I have been known to be "lost" before. I even have a little quip about it below my profile picture on this blog. Often, people who agree to run with me in the woods find themselves exploring new routes and running twice as far as they had planned to. They joke, "don't run with laurel, she'll get you lost for hours!" But we were never really "lost" on those runs. We might have been traveling over unknown trails but we were heading in a set direction and knew pretty much where we would eventually come out.
I was only worried for a few moments before I realized that I wasn't really lost. I stopped moving so I could clear my head. I told myself that I wasn't an idiot so first, I should stop walking around in circles! I had been spending time in the woods since I was very young.I knew where I was in a map in my mind and I knew how to walk in a straight line in the woods. I was fine. These were the same friendly woods I ran through so many times in the past. I had allowed the dark, the rain, and the poor footing to distract me. I couldn't see much, but I could hear a stream. I kept it to my right and followed it. It was simple, but if I hadn't calmed myself down I might still be out there running around like an idiot in my ridiculous reflective vest. The stream eventually brought me back to the bog where I had originally gone off course. From there I followed the trail back to my car.
I was out there for 2 hours and 54 minutes. Lessons learned:
1. I should always carry a light if there is a chance I will be out on the trail after dark.

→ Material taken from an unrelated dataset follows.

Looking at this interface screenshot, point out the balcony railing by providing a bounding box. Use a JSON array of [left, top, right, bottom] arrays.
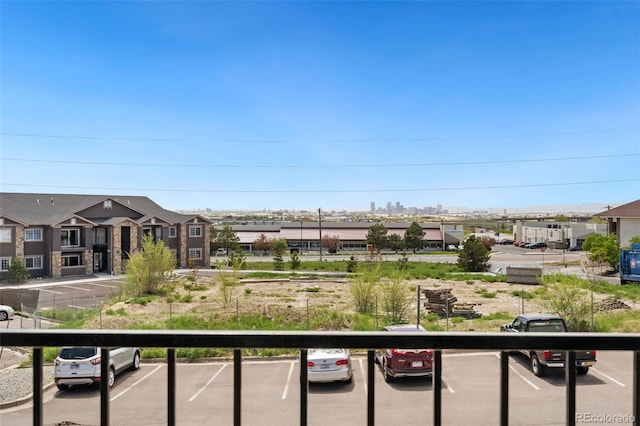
[[0, 330, 640, 426]]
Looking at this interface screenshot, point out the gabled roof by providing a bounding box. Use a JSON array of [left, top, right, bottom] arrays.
[[0, 192, 208, 225], [595, 200, 640, 217]]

2. I need to make sure someone knows where I am (I had called home to tell Dan to let Bart out because I was stopping for a run before coming home, but stupidly did not tell him where I was running.)
3. I should save the bushwhacking and exploring for days when I have an unsuspecting sucker, I mean running friend, along for the run.
4. I need to stay calm and think things through whenever I am in a tight spot.
5. No matter how benign or familiar the trail is, I have to be prepared to keep myself safe.